Durante a Brazil Conference em Harvard, bilionários brasileiros criticaram a política comercial de Donald Trump e a proposta de anistia para os envolvidos nos atos golpistas de 8 de janeiro. O evento, realizado nos dias 12 e 13 de abril, reuniu empresários e autoridades, destacando a incerteza econômica e política no Brasil. Jorge Paulo Lemann, sócio da Ambev e 3G Capital, expressou preocupação com a situação, afirmando que as coisas estão muito agitadas devido às políticas de Trump. André Esteves, chairman do BTG Pactual, chamou o tarifaço do governo americano de um horror econômico, geopolítico e moral. O decano do Supremo Tribunal Federal, Gilmar Mendes, defendeu a atuação de Alexandre de Moraes nos processos relacionados a tentativas de golpe, afirmando que ele não é suspeito para julgar esses casos.
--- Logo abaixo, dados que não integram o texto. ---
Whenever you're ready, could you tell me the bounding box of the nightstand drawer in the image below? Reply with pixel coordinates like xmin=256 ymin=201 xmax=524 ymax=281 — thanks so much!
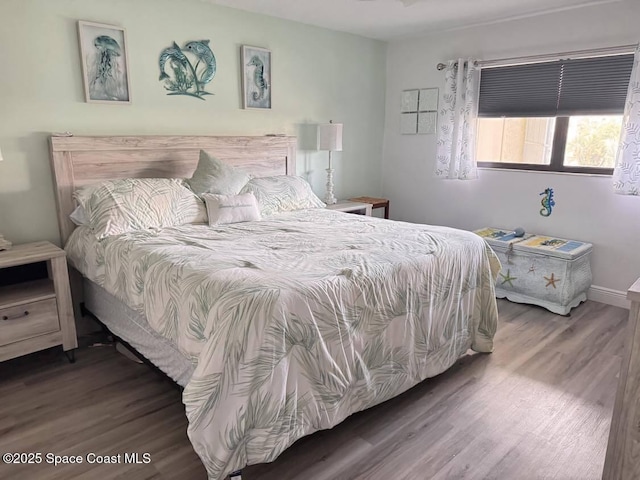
xmin=0 ymin=298 xmax=60 ymax=346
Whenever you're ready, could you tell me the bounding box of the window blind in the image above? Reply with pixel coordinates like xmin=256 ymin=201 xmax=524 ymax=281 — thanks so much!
xmin=478 ymin=55 xmax=633 ymax=117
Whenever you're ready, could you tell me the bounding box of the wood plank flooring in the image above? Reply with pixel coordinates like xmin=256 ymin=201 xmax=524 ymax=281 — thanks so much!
xmin=0 ymin=301 xmax=628 ymax=480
O procurador-geral da República, Paulo Gonet, enfatizou a necessidade de punir os responsáveis pelos atos golpistas, considerando inaceitável a falta de consequências para os envolvidos. A conferência também contou com a presença de líderes políticos e executivos de grandes empresas, refletindo a preocupação da elite brasileira com a atual situação política e econômica.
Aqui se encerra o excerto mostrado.